A thought occurred to me as I was preparing this entry: Is Michael Cera the Bud Cort of the 2000s? Both of them are unlikely leading men, yet they both found their respective niche playing awkward young men in quirky narratives. The difference, I think, is that even Michael Cera probably couldn't pull of the delicate mix of tones required for Harold and Maude. Perhaps more importantly, I don't know of any recent American film (indie or studio) that has a character like Maude, or a performance comparable to Ruth Gordon's performance here. Any attempt to do similar material now would probably come off as cold and ironic, but what is special about Harold and Maude is that by the end it is genuinely moving despite the broad, dark humor.
Harold and Maude (Hal Ashby, USA, 1971, 91 minutes)
Netflix: Death-obsessed teen Harold Chasen (Bud Cort) is being hassled by his domineering mother (Vivian Pickles) to play the dating game, but he'd much rather attend funerals, which is where he meets the feisty Maude (Ruth Gordon), a geriatric widow who's high on life.
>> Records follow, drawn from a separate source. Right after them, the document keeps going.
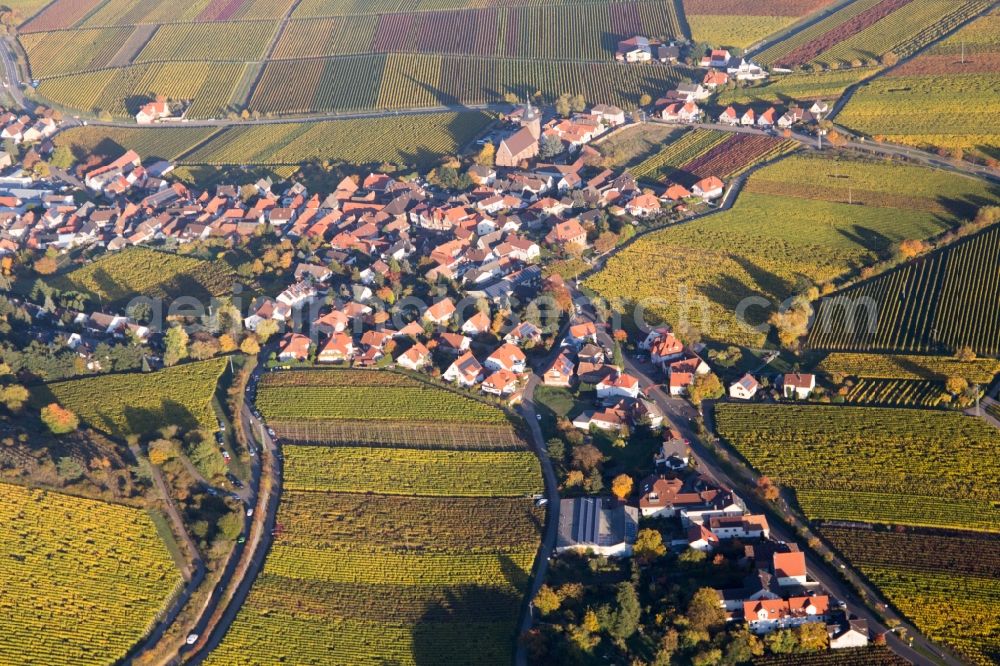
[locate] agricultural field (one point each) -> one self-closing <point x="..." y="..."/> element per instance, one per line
<point x="117" y="277"/>
<point x="412" y="471"/>
<point x="396" y="403"/>
<point x="704" y="153"/>
<point x="380" y="81"/>
<point x="140" y="403"/>
<point x="896" y="393"/>
<point x="379" y="408"/>
<point x="113" y="56"/>
<point x="887" y="366"/>
<point x="862" y="32"/>
<point x="527" y="31"/>
<point x="57" y="53"/>
<point x="209" y="86"/>
<point x="84" y="595"/>
<point x="390" y="555"/>
<point x="739" y="24"/>
<point x="415" y="141"/>
<point x="934" y="304"/>
<point x="920" y="467"/>
<point x="946" y="97"/>
<point x="167" y="143"/>
<point x="944" y="582"/>
<point x="873" y="655"/>
<point x="799" y="217"/>
<point x="802" y="87"/>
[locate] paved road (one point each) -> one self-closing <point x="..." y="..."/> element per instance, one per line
<point x="682" y="415"/>
<point x="527" y="410"/>
<point x="258" y="545"/>
<point x="192" y="578"/>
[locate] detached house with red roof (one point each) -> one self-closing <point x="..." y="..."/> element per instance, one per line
<point x="441" y="312"/>
<point x="339" y="348"/>
<point x="294" y="347"/>
<point x="618" y="385"/>
<point x="729" y="117"/>
<point x="506" y="357"/>
<point x="414" y="358"/>
<point x="465" y="371"/>
<point x="790" y="568"/>
<point x="643" y="205"/>
<point x="566" y="234"/>
<point x="476" y="324"/>
<point x="560" y="373"/>
<point x="767" y="615"/>
<point x="581" y="333"/>
<point x="798" y="385"/>
<point x="708" y="188"/>
<point x="152" y="112"/>
<point x="501" y="383"/>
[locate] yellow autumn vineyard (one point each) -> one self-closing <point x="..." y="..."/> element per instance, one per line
<point x="80" y="596"/>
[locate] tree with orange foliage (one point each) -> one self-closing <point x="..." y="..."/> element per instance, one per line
<point x="59" y="419"/>
<point x="621" y="486"/>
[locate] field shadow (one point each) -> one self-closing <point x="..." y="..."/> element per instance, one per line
<point x="141" y="421"/>
<point x="451" y="629"/>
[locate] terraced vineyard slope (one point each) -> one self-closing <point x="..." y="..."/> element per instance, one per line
<point x="920" y="467"/>
<point x="284" y="58"/>
<point x="84" y="595"/>
<point x="946" y="97"/>
<point x="397" y="550"/>
<point x="117" y="277"/>
<point x="802" y="216"/>
<point x="934" y="304"/>
<point x="945" y="582"/>
<point x="141" y="403"/>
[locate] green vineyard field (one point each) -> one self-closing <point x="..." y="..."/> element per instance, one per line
<point x="912" y="459"/>
<point x="141" y="403"/>
<point x="783" y="227"/>
<point x="390" y="555"/>
<point x="934" y="304"/>
<point x="83" y="595"/>
<point x="945" y="583"/>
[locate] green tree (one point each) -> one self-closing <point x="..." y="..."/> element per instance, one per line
<point x="69" y="469"/>
<point x="13" y="397"/>
<point x="782" y="641"/>
<point x="547" y="601"/>
<point x="709" y="657"/>
<point x="563" y="104"/>
<point x="649" y="545"/>
<point x="267" y="329"/>
<point x="704" y="611"/>
<point x="175" y="341"/>
<point x="231" y="525"/>
<point x="812" y="637"/>
<point x="625" y="620"/>
<point x="62" y="158"/>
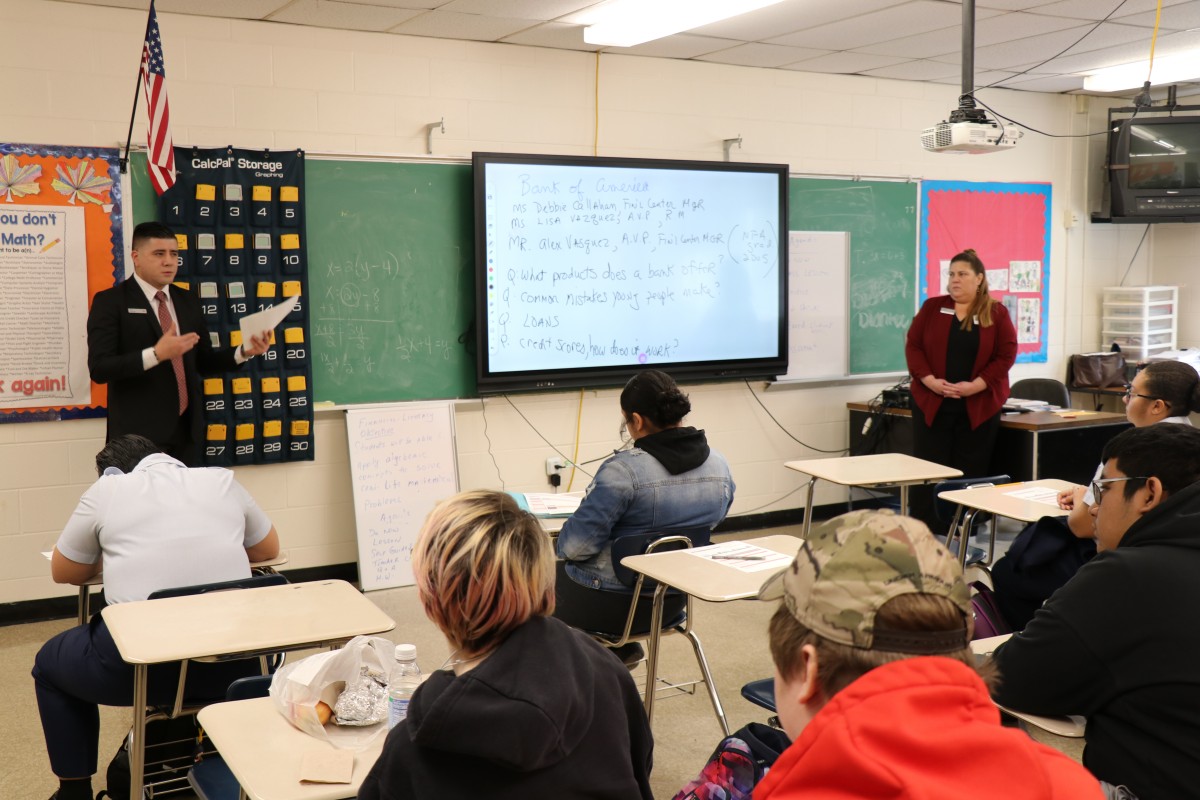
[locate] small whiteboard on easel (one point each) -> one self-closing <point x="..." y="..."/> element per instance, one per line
<point x="402" y="462"/>
<point x="817" y="305"/>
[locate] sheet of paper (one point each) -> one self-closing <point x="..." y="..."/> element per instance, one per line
<point x="743" y="555"/>
<point x="327" y="767"/>
<point x="1036" y="494"/>
<point x="547" y="504"/>
<point x="267" y="319"/>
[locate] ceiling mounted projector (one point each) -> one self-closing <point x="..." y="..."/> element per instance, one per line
<point x="975" y="137"/>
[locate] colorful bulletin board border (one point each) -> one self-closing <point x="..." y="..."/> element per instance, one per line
<point x="1008" y="226"/>
<point x="73" y="178"/>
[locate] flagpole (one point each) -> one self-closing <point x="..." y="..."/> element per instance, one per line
<point x="137" y="86"/>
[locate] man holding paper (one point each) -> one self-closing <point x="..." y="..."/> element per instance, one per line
<point x="148" y="341"/>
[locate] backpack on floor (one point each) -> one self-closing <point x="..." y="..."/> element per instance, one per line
<point x="988" y="619"/>
<point x="737" y="764"/>
<point x="173" y="746"/>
The seemingly mismatched pair forms a bond that turns into a highly unconventional -- but ultimately satisfying – romance in this comical cult favorite from director Hal Ashby. Netflix link.
I still have not seen The Spook Who Sat by the Door, but I first heard about it from Christopher Sieving when discussing his research on African-American cinema and blaxploitation. So its addition to Netflix Watch Instantly gives me an opportunity to add it to my queue as well as congratulate Chris on the recent publication of his book, Soul Searching: Black Themed Cinema from the March on Washington to the Rise of Blaxploitation from Wesleyan Press.
The Spook Who Sat by the Door (Ivan Dixon, USA, 1973, 102 minutes)
Netflix: After spending several years in Washington as the CIA's token black agent, Dan Freeman (Lawrence Cook) quietly returns to Chicago to launch a potent political revolution made up of leftist radicals and black nationalists. The goal of his well-trained guerilla army? To launch an all-out offensive against the nation's white-dominated power structure. Ivan Dixon, best known for his role as Sgt. "Kinch" Kinchloe on "Hogan's Heroes," directs. Netflix link.